CCP Annual Conference 2015 Live Blogging Session 4: Trust in Digital Markets

Alex Chisholm (Competition and Markets Authority @CMAgovUK) opens up Session 4 with his presentation on “Data and Trust Concerns in Digital Markets: What are the Concerns for Competition and for Consumers?”. A transcript of his speech will be available to download from the CMA website later today.

Speech delivered at 11th CCP Annual Conference

CMA Chief Executive Alex Chisholm delivers speech on “Data and Trust Comcerns in Digital Markets”

Jonathan Porter’s (Ofcom @Ofcom) presentation mainly covers the economics of personal data and data privacy, the practical issues with informed consent in an on-line word and the potential implications for Ofcom’s work on the ‘Internet of things.’ He discusses the application of both the standard economic framework and behavioural biases to the analysis of data privacy concerns. He talked about the impact of technology on privacy and the economics of privacy to consumers and firms. The key features are (i) the market for personal data (ii) the market for privacy can be thought of as two sides of the same coin leading to different trade-offs between costs and benefits and (iii) the positive/negative externalities from data transmission.
When consumers are irrational, the market will then not be able to provide the efficient level of data privacy. The informed consent is a key concept that has underpinned the legal framework for personal data processing. In practice, people do not read the privacy policies and 55% of the internet users spend 15 seconds reading the privacy policy statement. This can be due the difficulty in understanding the ‘legal jargon’ privacy policy. He added that understanding could be improved by using software tools: browser add-ons, different formats, visual prompts, “smarter” notifications and Just-in-time “nudges”. Building awareness and effective communication to improve consumer engagement are some of ways that might improve the chance that consumers act upon information.

Porter

Greg Taylor @EconTaylor (Oxford Internet Institute) rounds off Session 4 by considering how the existence of contracts between firms and intermediaries affect, on the one hand, the quality of advice received by consumers and, on the other hand, firms’ incentives to invest in improving the quality of their products. It is important to consider these dynamics as, in many industries, consumers rely on advice and recommendations from an intermediary when choosing between competing products. Moreover, competition concerns lie in the fact that intermediaries in many industries are not independent of the market. Indeed, an intermediary may be owned by a firm in the market, thus raising concerns regarding its objectivity.
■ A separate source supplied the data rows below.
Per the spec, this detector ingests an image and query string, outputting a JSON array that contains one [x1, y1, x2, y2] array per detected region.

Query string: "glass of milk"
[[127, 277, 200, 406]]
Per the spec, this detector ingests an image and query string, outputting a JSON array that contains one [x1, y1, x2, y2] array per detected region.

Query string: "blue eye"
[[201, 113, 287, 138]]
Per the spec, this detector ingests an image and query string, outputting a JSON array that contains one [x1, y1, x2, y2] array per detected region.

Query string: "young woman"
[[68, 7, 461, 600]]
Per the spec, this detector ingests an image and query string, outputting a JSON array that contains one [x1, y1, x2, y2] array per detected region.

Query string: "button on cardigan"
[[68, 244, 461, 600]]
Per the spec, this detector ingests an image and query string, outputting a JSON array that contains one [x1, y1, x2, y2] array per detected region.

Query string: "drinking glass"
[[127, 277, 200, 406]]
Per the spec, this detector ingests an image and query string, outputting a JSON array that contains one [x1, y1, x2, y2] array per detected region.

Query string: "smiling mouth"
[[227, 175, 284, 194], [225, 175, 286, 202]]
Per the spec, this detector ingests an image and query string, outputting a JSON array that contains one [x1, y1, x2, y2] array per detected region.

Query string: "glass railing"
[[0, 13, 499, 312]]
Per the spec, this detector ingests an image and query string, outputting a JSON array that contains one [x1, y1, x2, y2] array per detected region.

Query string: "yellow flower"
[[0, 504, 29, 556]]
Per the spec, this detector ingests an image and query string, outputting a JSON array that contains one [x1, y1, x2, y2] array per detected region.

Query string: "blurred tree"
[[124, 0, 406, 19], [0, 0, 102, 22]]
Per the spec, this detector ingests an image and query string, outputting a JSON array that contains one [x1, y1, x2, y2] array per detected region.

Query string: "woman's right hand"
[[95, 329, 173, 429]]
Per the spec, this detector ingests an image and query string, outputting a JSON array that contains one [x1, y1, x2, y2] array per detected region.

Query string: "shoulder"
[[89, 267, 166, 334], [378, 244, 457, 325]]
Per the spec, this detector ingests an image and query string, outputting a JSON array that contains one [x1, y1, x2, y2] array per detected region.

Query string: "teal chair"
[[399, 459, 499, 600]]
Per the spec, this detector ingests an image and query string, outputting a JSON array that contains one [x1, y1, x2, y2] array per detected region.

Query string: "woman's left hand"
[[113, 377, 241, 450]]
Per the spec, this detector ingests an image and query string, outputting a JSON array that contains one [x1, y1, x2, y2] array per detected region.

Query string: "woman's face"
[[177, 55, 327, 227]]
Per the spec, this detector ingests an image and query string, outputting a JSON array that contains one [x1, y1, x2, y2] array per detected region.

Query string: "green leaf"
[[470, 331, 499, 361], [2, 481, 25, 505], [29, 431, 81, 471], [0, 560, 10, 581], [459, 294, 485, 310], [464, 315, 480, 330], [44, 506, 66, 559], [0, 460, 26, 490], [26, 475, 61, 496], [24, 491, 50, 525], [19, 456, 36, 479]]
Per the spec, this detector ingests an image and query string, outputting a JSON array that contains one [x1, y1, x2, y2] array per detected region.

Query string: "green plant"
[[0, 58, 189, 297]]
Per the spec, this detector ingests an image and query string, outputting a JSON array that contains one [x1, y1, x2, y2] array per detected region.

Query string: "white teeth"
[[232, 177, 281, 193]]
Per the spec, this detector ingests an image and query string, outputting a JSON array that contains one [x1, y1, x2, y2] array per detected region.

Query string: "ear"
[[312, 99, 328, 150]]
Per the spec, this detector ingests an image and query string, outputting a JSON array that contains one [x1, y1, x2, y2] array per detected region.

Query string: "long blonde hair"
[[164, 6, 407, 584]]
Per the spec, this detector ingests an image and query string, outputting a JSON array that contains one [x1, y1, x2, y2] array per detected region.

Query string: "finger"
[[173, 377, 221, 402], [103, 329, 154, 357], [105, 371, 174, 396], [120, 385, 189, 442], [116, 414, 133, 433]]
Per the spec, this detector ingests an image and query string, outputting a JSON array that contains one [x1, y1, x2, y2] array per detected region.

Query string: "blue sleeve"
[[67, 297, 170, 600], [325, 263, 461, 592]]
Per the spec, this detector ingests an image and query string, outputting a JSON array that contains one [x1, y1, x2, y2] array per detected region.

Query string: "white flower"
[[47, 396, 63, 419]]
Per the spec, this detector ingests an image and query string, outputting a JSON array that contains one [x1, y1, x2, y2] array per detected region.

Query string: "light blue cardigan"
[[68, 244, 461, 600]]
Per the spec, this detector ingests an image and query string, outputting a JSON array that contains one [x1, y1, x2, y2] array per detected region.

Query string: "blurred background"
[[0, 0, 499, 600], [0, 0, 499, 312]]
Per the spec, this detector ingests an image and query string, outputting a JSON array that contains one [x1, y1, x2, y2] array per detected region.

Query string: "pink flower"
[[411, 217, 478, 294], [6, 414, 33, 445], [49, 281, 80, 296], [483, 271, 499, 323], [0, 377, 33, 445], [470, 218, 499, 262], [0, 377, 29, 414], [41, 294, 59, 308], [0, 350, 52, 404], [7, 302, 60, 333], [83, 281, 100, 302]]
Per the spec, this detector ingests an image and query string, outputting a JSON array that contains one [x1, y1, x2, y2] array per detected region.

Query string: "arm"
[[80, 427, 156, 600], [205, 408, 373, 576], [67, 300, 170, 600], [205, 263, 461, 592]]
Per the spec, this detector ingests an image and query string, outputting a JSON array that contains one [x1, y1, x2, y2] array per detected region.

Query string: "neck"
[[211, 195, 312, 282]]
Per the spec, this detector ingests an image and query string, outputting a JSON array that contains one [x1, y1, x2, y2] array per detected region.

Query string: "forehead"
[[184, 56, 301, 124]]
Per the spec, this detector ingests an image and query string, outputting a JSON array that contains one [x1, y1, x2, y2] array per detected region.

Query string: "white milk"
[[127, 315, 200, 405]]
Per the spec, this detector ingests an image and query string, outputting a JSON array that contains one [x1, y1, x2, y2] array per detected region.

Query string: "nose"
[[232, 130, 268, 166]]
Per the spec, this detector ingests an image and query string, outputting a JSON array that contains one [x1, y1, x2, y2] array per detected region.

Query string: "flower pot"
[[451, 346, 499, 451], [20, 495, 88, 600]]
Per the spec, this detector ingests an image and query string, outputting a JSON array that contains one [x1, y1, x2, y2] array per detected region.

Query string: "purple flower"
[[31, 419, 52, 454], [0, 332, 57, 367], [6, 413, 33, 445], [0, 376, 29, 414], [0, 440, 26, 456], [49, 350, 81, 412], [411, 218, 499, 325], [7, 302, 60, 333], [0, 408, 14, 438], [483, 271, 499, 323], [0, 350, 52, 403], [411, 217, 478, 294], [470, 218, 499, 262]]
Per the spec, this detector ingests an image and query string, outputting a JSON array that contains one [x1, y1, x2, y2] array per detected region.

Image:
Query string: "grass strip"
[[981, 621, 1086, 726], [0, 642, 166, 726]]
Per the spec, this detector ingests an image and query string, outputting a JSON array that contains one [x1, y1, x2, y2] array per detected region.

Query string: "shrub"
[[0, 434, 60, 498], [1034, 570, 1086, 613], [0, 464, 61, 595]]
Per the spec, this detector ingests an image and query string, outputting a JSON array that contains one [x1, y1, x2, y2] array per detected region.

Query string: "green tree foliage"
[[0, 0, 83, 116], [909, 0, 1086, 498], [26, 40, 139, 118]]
Greg takes us through the paper which he has co-written with his colleague Alexandre de Cornière. They use a ‘quality competition model’ that involves one intermediary and two firms who choose how much to invest. Greg explained the contrasting behaviours of an informed and uninformed consumer when selecting an intermediary firm. In Nash Equilibrium, profits are zero. He then considered the situation in the context of vertical integration. The non-integrated firm (without intermediaries) experiences a greater incentive to invest in low quality products than products of high quality. However, the integrated firm will have a greater incentive to invest in order to benefit from economies of scale. Greg cites the Google case as an example of this application.

In terms of price comparison, under vertically integrated situation, in equilibrium, (i) all prices increase, (ii) consumer welfare ambiguously falls, and (iii) the endorsed firm is always the ‘worst one’. Where quality is the main dimension of competition, the integrated firm has a high incentive to invest, whereas the non-integrated form will have a low incentive. In this instance, no consumers can benefit from becoming informed when the intermediary’s profit is maximised.